The answers to these questions will not be known for some time. They will depend largely on who is given editorial control of the combined operation. Since the Nine CEO, Hugh Marks, is to be CEO of the combined operation, it seems more likely than not that it will be a Nine executive who calls the editorial shots, too.
The takeover also means a further loss of diversity in an already highly concentrated media-ownership landscape. The big players are now down to four: News Corp, Nine, Seven West Media and the ABC.
And it is almost certain to mean the loss of yet more journalists’ jobs.

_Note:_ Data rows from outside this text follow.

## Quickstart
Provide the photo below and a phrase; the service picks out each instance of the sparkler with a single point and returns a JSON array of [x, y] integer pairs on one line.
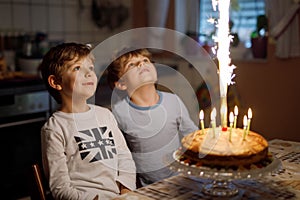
[[223, 40]]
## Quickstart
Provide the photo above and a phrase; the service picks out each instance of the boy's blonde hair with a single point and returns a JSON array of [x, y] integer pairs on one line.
[[116, 68], [58, 59]]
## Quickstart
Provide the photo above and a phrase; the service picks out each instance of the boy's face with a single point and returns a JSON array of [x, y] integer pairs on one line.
[[79, 81], [138, 71]]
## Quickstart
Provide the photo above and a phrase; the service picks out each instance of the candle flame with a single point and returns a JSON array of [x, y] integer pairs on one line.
[[201, 115], [245, 121], [236, 110], [231, 117], [213, 114], [249, 113]]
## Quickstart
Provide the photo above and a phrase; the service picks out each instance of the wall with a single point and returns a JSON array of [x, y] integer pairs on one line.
[[68, 20], [270, 87]]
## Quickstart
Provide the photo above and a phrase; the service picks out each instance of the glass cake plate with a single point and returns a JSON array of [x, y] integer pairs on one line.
[[221, 178]]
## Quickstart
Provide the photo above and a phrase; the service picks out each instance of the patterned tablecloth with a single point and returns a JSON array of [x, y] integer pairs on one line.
[[284, 184]]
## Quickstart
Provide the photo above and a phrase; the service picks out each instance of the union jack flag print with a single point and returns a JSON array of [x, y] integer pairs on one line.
[[95, 139]]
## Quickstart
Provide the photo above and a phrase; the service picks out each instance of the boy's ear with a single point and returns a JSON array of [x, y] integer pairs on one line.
[[53, 82], [120, 85]]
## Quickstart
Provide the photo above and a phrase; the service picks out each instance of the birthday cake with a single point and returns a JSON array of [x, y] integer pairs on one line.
[[224, 148]]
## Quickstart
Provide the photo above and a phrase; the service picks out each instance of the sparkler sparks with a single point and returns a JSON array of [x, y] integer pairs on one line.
[[223, 39]]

Since 2012, more than 3,000 jobs have been lost across Australian journalism. Yet, if the takeover is really going to represent “compelling value” for shareholders, as Fairfax chairman Nick Falloon says, then newsroom “synergies” – to borrow the corporate jargon – are likely to be essential.
The Fairfax company’s death throes have been painful and prolonged.
They began in 1987, when the younger son of Sir Warwick Fairfax, “young Warwick”, privatised it. That meant buying out all the public shareholders, for which purpose “young Warwick” borrowed AU$1.6 billion from the National Australia Bank.
Even with the revenue from the “rivers of gold” then flowing in from the classified ads of The Age and The Sydney Morning Herald, “young Warwick” could not meet his debts to the bank, which promptly sold him up.
In a highly politicised auction, during which Paul Keating and the then-Labor prime minister, Bob Hawke, sought assurances from prospective buyers concerning political outlook, the company fell into the hands of a London-based Canadian, Conrad Black.
There followed a procession of ownership changes, board reshuffles and short-lived chief executives that left the company rudderless and vulnerable.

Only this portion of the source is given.